Quick question. If a peasant managed to capture a knight or a lord in a battle, does he get the ransom or at least a share of it?

warsofasoiaf:

I’m having difficulty finding sources to answer your question, but I’d imagine it’d be difficult to tell which lucky peasant was the one who captured the noble in battle, since they’d probably be in formation. My guess is that it would depend upon the general of the capturing side. A peasant rebellion against the nobility probably is killing any nobles they capture, and a feudal levy might be so tightly overseen that the captain in charge takes control of the POW fairly quickly.

My instinct tells me that the captain would reward the peasants that captured the knight, perhaps with coin, and the general would collect the ransom, but again, my typical sources aren’t helping me here. @racefortheironthrone might know, though.

Thanks for the question, Overlord.

SomethingLikeALawyer, Hand of the King

Good question.

Part of the tricky thing here is the term “peasant,” which I guess means peasant levy? Because there were a lot of soldiers who were non-nobles but professionals and therefore of higher status – your men-at-arms, your mercenaries, your household guard, etc. – who might technically be “peasants” in the sense of not being nobles or clergy, but who had all or most of the equipment and training of a knight. 
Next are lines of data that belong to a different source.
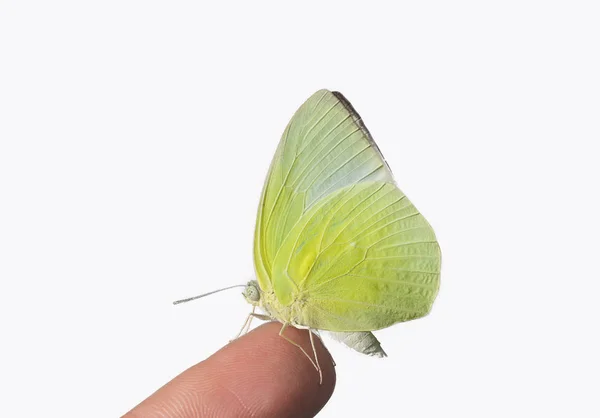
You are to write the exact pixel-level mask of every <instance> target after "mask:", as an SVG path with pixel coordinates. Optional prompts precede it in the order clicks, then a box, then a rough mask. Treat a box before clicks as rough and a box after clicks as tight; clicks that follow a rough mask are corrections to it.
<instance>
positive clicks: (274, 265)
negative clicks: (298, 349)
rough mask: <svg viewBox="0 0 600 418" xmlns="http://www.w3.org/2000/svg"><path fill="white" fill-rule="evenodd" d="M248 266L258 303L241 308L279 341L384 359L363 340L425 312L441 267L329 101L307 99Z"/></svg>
mask: <svg viewBox="0 0 600 418" xmlns="http://www.w3.org/2000/svg"><path fill="white" fill-rule="evenodd" d="M254 265H255V270H256V277H257V280H256V282H254V283H252V286H255V287H256V289H257V292H258V293H259V295H258V296H259V297H258V299H256V300H254V299H252V300H250V299H249V298H248V297H246V299H247V300H248V301H249V302H251V303H252V304H253V305H255V306H258V307H260V308H262V309H263V310H264V311H265V312H266V314H267V316H268V317H269V318H273V319H276V320H278V321H280V322H281V323H282V324H284V325H283V328H282V333H283V330H285V327H286V326H288V325H291V326H296V327H299V328H308V329H311V330H324V331H330V332H332V333H333V334H334V336H335V337H336V339H338V340H340V341H342V342H344V343H345V344H346V345H348V346H350V347H352V348H354V349H356V350H357V351H360V352H363V353H365V354H371V355H379V356H383V355H385V353H384V352H383V350H381V346H380V345H379V342H378V341H377V339H376V338H375V337H374V336H373V334H372V333H371V332H370V331H374V330H378V329H381V328H386V327H389V326H390V325H393V324H395V323H397V322H403V321H408V320H412V319H416V318H419V317H422V316H424V315H427V313H428V312H429V311H430V309H431V306H432V304H433V301H434V300H435V297H436V295H437V292H438V288H439V273H440V265H441V254H440V249H439V246H438V243H437V240H436V237H435V234H434V232H433V229H432V228H431V226H430V225H429V223H428V222H427V221H426V220H425V218H424V217H423V216H422V215H421V214H420V213H419V212H418V211H417V209H416V208H415V207H414V205H413V204H412V203H411V202H410V200H409V199H408V198H407V197H406V196H405V195H404V193H403V192H402V191H401V190H400V189H399V188H398V186H397V185H396V182H395V180H394V177H393V175H392V172H391V170H390V168H389V166H388V164H387V163H386V161H385V159H384V158H383V155H382V154H381V152H380V151H379V148H378V147H377V145H376V144H375V141H374V140H373V138H372V137H371V134H370V133H369V131H368V130H367V128H366V126H365V125H364V123H363V122H362V119H361V118H360V116H359V115H358V113H357V112H356V111H355V110H354V108H353V107H352V105H350V103H349V102H348V101H347V100H346V99H345V98H344V96H342V95H341V94H340V93H338V92H330V91H328V90H320V91H318V92H316V93H315V94H314V95H313V96H311V97H310V98H309V99H308V100H307V101H306V102H305V103H304V104H303V105H302V106H301V107H300V108H299V109H298V111H297V112H296V113H295V114H294V116H293V118H292V119H291V121H290V123H289V124H288V126H287V127H286V129H285V131H284V133H283V136H282V138H281V141H280V143H279V146H278V148H277V151H276V152H275V156H274V157H273V161H272V163H271V166H270V169H269V173H268V175H267V180H266V182H265V186H264V188H263V192H262V196H261V199H260V204H259V209H258V215H257V220H256V230H255V240H254ZM311 336H312V334H311ZM305 354H306V353H305ZM311 361H312V360H311Z"/></svg>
But for more specifics, let’s jump on the research train!

image

Turns out…yes, sort of. Culturally/ideologically it was a bit of a problem: Michael S. Drake in Problematics of Military Power points out how the common soldiers was a bit of a problem conceptually for the medieval mindset in general because they were commoners who did knightly stuff yet were too necessary to ban; likewise, common soldiers were not necessarily ransomable (there were some pretty ugly mass killings of captured peasant levies in the Hundred Years War, for example) and one couldn’t necessarily trust them to ransom a noble as opposed to rob his corpse. 
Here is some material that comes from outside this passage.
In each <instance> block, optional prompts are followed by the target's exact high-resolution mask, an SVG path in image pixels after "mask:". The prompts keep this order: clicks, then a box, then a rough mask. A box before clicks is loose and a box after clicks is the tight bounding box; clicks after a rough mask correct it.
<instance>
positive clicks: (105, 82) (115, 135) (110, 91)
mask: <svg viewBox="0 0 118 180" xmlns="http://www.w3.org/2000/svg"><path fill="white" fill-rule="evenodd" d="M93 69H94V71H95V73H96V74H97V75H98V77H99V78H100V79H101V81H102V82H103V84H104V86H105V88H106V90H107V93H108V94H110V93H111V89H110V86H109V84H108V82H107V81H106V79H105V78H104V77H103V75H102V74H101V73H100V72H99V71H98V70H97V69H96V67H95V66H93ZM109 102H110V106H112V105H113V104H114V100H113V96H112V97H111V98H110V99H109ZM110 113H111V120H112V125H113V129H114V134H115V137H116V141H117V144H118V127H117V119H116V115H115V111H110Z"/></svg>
But, while I’ve seen a few legal scholars say the law of war forbade peasants/common soldiers from ransoming prisoners, they seem pretty well out-argued by the folks who can point to historical accounts of just that thing happening, so I’m going to say that whatever the laws of war might have said, once you have thousands of professional killers roaming the battlefield with misericords with profit in mind, those laws are promptly ignored so that nobles could be safely ransomed rather than being brutally murdered for their rings…

So yes, common soldiers could ransom, and odds are non-levies would be ransomed (because soldiers learned to keep enough liquid capital to pay a ransom pretty quick) albeit on the cheap. What seems to have become the practice vis-a-vis the common soldier capturing a knight is that the ransom would be bought by a higher up for a percentage of its value. For example, at one point Henry I of England bought the King of France’s banner (which had been taken on the field by a common soldier) for 20 marks, so that he could have the gloating privileges.